Java, on the other hand, is a language better suited to production-quality applications. It requires a bigger upfront investment than Perl, essentially because there’s more structure, and that structure pays off down the road for larger, long-lived applications. But these applications are not typically a bunch of scripts strung together (otherwise you really shouldn’t be using Java). The Java libraries that do thrive are usually one of several competing solutions to a smaller, focused problem, not a huge mass of single solutions to a bunch of loosely related problems. BioJava fits more in the latter category.

So, why is BioRuby so far behind? Ruby is a language for programming geeks. People with less programming experience tend not to appreciate Ruby’s pure object-orientedness, its blocks/closures, etc. These features are really more confusing than valuable for your typical bioinformatician. It’s also a relative newcomer to the language scene, and a lot of the documentation is in Japanese.

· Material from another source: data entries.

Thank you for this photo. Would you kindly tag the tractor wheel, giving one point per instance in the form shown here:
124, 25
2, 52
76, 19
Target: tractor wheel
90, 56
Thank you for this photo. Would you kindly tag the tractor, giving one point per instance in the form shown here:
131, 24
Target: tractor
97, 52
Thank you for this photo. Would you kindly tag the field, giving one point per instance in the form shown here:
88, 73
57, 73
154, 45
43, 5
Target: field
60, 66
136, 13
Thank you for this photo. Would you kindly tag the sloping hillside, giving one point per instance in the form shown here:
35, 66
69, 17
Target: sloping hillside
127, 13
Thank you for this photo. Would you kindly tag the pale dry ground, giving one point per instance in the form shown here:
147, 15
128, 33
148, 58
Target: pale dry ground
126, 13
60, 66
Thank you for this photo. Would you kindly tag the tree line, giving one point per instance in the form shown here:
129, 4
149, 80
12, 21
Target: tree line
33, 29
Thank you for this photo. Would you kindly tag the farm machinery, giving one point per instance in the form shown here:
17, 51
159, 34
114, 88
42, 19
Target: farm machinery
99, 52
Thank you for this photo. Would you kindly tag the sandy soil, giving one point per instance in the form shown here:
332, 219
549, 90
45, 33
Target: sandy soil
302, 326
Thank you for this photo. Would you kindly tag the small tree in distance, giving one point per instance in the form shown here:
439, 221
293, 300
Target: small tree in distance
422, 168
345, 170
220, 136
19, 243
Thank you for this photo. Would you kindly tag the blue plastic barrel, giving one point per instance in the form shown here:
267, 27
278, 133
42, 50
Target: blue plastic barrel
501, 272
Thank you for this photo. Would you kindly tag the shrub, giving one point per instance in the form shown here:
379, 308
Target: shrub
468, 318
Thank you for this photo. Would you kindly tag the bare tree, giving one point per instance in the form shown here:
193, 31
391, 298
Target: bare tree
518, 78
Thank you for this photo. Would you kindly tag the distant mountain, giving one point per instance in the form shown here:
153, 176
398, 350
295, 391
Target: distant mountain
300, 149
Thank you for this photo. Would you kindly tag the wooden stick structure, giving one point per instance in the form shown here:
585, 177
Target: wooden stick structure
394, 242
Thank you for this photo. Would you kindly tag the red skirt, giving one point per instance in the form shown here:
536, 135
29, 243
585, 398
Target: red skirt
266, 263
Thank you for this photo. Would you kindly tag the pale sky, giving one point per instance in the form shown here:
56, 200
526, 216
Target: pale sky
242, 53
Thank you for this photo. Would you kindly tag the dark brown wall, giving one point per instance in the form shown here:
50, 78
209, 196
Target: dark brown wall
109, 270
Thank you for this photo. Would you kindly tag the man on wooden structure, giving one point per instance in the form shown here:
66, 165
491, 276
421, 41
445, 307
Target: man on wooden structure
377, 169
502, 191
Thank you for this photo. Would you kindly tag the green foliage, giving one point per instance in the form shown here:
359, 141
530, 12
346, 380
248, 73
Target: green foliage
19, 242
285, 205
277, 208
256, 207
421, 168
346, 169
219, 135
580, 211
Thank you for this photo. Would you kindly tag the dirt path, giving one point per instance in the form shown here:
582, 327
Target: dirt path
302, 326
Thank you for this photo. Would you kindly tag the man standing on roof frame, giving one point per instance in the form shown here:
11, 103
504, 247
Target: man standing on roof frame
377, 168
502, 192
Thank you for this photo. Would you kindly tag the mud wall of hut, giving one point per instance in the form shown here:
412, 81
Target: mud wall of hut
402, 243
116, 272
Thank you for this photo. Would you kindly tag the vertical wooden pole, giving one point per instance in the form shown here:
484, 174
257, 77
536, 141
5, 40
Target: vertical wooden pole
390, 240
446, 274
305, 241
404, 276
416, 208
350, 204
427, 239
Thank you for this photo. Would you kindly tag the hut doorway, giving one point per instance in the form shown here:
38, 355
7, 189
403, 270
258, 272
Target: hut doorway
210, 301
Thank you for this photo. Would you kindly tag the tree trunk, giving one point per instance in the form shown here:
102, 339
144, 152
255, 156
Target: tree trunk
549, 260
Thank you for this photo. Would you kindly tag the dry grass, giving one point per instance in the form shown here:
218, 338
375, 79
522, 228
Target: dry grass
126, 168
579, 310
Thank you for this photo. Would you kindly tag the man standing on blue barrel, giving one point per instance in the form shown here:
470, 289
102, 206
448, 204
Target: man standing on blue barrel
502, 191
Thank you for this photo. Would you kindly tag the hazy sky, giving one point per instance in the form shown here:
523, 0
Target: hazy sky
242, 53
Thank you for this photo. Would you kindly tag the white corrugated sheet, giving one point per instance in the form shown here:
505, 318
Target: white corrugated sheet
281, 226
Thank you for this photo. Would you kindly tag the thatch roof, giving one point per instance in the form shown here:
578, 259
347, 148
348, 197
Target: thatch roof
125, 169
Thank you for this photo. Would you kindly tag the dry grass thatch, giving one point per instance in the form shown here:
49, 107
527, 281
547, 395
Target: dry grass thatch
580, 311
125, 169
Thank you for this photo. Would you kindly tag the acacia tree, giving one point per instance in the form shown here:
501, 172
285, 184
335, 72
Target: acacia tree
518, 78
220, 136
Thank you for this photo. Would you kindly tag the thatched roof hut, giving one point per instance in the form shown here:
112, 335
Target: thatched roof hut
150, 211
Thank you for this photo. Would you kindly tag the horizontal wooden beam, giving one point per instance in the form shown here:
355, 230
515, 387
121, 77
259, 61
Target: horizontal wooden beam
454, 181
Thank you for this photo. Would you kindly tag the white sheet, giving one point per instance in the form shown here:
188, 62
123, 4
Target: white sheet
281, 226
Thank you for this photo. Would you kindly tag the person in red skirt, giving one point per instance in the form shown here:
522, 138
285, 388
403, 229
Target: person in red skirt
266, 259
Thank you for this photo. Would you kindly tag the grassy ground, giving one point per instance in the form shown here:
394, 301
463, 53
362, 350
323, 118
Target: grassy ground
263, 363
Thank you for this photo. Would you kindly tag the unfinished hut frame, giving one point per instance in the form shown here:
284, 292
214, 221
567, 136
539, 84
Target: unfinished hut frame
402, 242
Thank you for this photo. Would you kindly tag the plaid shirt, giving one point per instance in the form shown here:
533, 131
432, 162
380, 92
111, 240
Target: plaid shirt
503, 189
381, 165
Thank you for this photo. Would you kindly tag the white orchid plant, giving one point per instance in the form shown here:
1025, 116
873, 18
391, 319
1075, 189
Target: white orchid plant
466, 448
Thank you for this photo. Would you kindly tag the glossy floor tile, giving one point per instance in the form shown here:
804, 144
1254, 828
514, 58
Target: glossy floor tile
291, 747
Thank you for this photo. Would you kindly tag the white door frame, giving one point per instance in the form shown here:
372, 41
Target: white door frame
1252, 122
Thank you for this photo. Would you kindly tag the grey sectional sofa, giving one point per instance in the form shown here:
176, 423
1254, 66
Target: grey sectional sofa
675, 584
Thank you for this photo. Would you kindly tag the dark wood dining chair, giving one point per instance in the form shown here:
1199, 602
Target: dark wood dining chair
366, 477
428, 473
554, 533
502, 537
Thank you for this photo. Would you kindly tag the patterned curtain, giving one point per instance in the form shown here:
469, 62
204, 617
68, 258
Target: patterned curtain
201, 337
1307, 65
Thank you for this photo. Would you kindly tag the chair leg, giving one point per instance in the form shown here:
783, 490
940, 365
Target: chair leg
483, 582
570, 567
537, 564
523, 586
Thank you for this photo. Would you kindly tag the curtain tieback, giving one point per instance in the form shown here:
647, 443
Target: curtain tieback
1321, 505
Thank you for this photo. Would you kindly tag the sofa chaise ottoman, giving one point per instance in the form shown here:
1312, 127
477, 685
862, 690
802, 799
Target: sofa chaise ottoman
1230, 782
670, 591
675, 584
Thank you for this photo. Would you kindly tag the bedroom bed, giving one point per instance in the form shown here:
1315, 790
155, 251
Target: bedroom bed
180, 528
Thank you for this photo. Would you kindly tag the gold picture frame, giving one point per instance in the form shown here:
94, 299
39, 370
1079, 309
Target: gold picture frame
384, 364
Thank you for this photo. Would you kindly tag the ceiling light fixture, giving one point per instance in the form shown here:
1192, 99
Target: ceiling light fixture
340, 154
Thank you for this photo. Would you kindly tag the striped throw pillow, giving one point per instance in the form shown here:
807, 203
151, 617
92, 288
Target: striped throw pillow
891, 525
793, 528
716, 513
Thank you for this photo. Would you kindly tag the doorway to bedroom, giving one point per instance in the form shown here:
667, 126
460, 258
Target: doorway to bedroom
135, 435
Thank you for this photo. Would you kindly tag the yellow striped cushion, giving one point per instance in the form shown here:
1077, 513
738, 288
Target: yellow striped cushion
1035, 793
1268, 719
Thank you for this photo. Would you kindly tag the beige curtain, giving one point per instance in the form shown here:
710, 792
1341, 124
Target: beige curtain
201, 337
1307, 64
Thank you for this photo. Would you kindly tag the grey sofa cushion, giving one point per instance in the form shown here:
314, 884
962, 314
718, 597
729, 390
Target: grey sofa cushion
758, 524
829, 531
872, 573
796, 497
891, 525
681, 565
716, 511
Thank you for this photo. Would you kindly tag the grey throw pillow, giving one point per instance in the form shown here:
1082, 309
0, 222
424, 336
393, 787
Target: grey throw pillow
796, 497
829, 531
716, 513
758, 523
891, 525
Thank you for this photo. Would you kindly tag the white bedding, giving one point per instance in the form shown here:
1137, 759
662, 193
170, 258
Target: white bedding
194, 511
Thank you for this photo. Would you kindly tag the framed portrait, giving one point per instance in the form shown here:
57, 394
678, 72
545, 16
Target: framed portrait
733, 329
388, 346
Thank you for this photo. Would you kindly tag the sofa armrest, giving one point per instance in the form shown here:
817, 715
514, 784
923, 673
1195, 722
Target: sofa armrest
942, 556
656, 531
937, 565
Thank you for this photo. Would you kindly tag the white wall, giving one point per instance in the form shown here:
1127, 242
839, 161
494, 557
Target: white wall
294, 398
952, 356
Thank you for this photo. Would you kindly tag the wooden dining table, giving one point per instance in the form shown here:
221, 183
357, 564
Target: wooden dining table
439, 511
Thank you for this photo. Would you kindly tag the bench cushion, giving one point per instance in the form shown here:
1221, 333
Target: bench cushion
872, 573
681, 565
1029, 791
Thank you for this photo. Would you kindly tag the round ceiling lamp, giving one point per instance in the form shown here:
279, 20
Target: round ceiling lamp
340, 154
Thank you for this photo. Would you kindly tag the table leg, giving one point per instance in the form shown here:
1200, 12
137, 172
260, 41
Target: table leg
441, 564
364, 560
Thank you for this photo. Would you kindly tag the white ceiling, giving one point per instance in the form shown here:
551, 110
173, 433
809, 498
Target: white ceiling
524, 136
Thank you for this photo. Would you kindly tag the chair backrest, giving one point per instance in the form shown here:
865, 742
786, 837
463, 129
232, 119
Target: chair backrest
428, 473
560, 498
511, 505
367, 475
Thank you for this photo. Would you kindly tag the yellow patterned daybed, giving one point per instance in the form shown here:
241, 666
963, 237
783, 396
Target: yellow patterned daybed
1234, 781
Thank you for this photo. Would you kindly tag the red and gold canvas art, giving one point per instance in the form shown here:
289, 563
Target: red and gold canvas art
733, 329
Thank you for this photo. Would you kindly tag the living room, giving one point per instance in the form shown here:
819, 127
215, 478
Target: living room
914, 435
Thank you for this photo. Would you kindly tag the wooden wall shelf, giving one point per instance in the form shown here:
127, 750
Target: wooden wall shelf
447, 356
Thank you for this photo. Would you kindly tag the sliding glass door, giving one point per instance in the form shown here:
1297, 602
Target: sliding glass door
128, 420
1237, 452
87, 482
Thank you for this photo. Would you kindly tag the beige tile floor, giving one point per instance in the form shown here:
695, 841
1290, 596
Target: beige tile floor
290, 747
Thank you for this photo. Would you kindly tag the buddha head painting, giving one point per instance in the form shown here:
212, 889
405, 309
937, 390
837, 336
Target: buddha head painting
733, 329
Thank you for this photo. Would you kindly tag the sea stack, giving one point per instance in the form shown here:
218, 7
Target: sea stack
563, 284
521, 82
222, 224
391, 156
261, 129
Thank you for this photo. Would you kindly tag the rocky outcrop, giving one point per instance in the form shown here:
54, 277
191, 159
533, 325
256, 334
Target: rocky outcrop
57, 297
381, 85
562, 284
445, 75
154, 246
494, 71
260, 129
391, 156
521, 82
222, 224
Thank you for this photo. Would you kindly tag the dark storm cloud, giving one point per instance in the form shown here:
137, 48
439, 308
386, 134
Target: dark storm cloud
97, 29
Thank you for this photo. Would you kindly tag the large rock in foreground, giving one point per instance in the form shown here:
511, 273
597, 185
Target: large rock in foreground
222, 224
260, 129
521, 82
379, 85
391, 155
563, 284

Just in case it needs to be said, there’s nothing wrong with being a bioinformatician with less programming experience. These people are a whole lot better at science than your average Java business software development guru. Everyone has their strengths and their weaknesses.

In a glaring omission, I didn’t even mention BioPython, perhaps the most puzzling second-runner of them all, since it offers a nice compromise between Perl and Ruby, although it isn’t so far behind after all.